Woods A, Longley R L, Tumova S, Couchman J R
Department of Cell Biology, University of Alabama at Birmingham, Birmingham, Alabama, 35294-0019, USA.
Arch Biochem Biophys. 2000 Feb 1;374(1):66-72. doi: 10.1006/abbi.1999.1607.
Cell adhesion to extracellular matrix involves signaling mechanisms which control attachment, spreading and the formation of focal adhesions and stress fibers. Fibronectin can provide sufficient signals for all three processes, even when protein synthesis is prevented by cycloheximide. Primary fibroblasts attach and spread following integrin ligation, but do not form focal adhesions unless treated with a heparin-binding fragment of fibronectin (HepII), a peptide from this domain, or phorbol esters to activate protein kinase C. Syndecan-4 heparan sulfate proteoglycan is a transmembrane component present together with integrins in focal adhesions. Syndecan-4 binds and activates protein kinase Calpha, whose activity is needed for focal adhesion formation. We now report that the glycosaminoglycan chains of syndecan-4 bind recombinant HepII and it is incorporated into forming focal adhesions.

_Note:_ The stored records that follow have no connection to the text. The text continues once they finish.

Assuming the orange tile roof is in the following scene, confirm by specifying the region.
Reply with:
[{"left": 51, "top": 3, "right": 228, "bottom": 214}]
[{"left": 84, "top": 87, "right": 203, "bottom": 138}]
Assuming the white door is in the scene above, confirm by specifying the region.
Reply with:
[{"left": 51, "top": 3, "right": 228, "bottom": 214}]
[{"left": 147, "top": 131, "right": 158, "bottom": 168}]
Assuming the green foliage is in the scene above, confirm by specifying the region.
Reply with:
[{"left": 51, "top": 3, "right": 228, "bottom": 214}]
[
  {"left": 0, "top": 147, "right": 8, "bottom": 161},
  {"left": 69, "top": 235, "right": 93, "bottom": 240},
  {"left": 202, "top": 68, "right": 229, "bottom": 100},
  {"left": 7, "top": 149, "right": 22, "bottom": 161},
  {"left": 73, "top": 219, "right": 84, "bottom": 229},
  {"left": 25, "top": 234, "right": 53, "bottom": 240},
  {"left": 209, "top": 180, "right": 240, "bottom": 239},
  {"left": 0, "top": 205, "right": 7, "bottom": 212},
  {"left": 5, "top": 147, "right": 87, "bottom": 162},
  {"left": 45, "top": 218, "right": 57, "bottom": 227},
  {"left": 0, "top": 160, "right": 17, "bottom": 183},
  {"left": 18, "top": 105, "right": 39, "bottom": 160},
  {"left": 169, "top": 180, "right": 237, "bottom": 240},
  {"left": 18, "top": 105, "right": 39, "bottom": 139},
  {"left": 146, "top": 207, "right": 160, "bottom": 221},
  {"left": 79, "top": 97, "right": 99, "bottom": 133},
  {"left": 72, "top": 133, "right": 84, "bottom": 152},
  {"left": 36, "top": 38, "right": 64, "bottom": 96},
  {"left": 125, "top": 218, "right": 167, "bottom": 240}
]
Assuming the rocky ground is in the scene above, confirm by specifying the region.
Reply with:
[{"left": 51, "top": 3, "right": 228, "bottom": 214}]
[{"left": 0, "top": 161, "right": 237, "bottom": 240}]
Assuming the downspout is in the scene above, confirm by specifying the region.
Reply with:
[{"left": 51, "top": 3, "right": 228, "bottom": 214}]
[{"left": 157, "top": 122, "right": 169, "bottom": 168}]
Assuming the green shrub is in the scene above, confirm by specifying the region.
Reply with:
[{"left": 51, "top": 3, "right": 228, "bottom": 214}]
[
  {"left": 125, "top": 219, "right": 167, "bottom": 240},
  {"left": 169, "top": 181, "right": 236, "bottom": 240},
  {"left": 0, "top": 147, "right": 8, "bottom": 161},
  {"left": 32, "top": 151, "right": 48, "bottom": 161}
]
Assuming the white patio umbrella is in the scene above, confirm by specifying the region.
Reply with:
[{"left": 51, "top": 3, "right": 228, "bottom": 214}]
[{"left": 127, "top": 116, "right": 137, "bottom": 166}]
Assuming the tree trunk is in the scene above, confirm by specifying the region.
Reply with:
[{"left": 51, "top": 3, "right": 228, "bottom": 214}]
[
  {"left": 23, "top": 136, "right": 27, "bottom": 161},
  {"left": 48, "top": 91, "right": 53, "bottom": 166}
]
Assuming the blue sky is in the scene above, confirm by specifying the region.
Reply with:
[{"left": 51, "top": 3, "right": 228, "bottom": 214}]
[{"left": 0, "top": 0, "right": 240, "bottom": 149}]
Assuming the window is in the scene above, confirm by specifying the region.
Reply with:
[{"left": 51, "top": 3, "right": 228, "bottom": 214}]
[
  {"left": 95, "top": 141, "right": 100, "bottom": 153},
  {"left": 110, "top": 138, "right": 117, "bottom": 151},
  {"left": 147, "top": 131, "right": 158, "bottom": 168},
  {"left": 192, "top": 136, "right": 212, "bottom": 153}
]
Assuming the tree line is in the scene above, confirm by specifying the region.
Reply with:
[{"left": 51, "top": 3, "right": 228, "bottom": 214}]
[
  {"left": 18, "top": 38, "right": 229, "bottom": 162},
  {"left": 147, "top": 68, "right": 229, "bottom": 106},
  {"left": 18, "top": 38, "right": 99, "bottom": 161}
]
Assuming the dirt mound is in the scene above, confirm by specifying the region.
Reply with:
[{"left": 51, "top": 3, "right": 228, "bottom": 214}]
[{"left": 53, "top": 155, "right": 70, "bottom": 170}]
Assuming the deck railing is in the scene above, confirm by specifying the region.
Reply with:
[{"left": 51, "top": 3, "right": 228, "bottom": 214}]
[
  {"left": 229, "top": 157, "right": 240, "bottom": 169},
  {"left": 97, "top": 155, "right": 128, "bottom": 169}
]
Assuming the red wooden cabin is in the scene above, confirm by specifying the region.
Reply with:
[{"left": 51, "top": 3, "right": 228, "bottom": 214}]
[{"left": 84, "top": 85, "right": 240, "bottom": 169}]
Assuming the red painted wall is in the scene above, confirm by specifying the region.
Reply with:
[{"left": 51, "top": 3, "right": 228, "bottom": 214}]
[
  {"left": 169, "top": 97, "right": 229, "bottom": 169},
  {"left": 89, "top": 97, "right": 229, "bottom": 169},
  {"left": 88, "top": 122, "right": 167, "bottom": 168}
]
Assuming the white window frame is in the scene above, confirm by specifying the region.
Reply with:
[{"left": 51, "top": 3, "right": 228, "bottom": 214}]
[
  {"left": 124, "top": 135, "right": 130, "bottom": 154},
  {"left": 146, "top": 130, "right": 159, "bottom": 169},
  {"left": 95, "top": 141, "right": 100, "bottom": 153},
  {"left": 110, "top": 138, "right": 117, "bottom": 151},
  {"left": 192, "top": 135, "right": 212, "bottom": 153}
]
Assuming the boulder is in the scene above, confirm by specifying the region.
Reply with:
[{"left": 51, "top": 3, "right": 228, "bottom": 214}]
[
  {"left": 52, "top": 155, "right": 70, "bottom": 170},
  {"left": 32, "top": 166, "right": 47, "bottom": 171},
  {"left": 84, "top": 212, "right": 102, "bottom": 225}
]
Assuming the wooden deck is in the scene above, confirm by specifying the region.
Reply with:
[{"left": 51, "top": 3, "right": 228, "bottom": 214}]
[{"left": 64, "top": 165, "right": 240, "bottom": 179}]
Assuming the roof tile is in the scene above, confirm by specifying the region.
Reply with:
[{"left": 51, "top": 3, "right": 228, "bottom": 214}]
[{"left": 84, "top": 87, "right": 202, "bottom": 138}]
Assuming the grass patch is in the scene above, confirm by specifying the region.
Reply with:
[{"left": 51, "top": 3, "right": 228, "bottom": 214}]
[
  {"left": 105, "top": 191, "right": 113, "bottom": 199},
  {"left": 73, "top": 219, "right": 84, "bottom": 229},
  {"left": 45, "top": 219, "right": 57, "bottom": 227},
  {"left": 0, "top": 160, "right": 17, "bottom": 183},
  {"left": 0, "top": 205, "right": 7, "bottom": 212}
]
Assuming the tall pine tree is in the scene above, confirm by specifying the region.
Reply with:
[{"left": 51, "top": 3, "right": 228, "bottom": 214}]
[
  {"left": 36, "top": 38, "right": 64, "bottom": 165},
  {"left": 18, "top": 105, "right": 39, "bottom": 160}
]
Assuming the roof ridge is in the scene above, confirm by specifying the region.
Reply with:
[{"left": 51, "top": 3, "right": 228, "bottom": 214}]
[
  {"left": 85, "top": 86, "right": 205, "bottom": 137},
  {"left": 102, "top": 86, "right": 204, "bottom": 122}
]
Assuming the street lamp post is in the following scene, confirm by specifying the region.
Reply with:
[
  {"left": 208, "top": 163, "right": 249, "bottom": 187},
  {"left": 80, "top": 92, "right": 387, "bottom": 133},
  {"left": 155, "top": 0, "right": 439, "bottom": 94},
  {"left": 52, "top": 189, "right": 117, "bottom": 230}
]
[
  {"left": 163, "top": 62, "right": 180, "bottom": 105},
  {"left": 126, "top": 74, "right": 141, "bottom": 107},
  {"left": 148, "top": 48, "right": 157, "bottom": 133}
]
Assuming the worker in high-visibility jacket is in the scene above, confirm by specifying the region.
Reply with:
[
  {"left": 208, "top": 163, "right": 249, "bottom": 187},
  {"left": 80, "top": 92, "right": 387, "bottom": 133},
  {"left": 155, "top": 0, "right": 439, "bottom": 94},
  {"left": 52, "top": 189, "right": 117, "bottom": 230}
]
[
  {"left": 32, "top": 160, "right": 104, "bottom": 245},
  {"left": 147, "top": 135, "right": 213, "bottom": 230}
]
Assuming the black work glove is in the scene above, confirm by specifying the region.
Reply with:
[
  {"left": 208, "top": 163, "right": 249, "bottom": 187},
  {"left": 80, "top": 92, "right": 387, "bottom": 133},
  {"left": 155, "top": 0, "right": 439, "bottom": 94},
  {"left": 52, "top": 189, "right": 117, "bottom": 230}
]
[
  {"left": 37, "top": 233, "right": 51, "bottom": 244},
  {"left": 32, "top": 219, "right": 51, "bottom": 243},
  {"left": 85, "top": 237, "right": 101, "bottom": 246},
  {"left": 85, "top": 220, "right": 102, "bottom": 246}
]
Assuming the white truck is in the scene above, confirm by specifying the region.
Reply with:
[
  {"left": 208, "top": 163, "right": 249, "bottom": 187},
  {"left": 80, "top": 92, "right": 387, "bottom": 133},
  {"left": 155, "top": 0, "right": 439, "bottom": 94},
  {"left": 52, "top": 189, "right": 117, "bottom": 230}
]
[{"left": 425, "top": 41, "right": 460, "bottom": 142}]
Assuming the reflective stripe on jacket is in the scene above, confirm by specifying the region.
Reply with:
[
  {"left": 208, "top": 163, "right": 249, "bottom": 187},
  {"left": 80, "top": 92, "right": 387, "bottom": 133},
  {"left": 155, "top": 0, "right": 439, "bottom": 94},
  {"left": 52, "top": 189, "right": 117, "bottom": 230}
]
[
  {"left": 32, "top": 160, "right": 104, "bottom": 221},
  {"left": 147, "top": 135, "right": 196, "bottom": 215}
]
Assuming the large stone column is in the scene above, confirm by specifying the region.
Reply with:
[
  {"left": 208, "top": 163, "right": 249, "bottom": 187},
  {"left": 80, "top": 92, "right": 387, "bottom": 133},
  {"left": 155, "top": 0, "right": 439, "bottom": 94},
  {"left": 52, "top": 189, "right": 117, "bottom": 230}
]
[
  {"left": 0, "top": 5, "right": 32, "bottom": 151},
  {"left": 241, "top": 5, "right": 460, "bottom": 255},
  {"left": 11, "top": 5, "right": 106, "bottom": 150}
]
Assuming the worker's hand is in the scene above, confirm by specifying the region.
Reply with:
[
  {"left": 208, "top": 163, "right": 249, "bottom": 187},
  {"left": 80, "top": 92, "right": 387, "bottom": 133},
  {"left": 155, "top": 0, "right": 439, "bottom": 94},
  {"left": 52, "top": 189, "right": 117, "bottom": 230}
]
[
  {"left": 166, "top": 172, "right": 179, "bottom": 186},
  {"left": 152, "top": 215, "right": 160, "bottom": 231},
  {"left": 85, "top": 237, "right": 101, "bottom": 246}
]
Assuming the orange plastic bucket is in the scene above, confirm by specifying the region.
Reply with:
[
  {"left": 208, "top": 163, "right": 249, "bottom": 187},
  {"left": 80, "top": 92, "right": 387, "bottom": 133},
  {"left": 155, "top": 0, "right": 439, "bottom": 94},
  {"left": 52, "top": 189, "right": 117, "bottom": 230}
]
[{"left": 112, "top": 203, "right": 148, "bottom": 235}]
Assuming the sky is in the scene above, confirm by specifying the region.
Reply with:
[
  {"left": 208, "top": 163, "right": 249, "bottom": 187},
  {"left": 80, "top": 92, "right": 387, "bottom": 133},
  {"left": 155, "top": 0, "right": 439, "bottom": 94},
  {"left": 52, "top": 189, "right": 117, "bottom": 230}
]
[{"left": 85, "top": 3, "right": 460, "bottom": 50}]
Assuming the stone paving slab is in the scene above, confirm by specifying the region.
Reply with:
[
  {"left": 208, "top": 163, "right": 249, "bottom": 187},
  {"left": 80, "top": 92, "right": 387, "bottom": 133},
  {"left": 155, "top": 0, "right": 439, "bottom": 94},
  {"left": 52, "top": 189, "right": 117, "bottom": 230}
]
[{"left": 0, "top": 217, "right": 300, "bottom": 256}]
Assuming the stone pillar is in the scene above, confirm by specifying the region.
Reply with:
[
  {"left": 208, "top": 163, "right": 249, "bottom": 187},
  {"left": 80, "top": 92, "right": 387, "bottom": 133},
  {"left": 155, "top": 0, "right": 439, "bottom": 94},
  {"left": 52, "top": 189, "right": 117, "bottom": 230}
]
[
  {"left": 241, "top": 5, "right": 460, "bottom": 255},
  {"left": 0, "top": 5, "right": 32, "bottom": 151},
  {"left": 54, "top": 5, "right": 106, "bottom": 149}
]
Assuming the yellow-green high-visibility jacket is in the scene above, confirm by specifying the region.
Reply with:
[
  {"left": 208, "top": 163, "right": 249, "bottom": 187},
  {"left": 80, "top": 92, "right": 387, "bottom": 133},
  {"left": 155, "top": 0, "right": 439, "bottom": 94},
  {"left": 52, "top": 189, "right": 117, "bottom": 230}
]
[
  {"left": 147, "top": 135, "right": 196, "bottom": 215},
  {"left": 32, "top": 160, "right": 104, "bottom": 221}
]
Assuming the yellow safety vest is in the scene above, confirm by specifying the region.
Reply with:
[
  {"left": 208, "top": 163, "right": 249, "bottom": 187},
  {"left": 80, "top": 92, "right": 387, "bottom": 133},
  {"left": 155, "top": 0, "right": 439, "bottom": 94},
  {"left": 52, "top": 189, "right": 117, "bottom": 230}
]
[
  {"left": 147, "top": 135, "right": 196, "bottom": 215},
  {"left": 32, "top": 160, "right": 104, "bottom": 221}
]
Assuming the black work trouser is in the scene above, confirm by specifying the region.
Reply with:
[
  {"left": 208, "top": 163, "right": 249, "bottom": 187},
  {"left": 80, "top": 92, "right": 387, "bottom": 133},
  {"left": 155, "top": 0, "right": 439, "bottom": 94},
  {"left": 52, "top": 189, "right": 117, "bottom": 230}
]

细胞与细胞外基质的黏附涉及控制附着、铺展以及黏着斑和应力纤维形成的信号传导机制。纤连蛋白能够为这三个过程提供充足的信号,即便蛋白质合成被放线菌酮抑制时也是如此。原代成纤维细胞在整合素连接后会附着并铺展,但除非用纤连蛋白的肝素结合片段(HepII)、该结构域的一种肽或佛波酯处理以激活蛋白激酶C,否则不会形成黏着斑。Syndecan-4硫酸乙酰肝素蛋白聚糖是一种跨膜成分,与整合素一起存在于黏着斑中。Syndecan-4结合并激活蛋白激酶Cα,其活性是形成黏着斑所必需的。我们现在报告,Syndecan-4的糖胺聚糖链结合重组HepII,并被整合到正在形成的黏着斑中。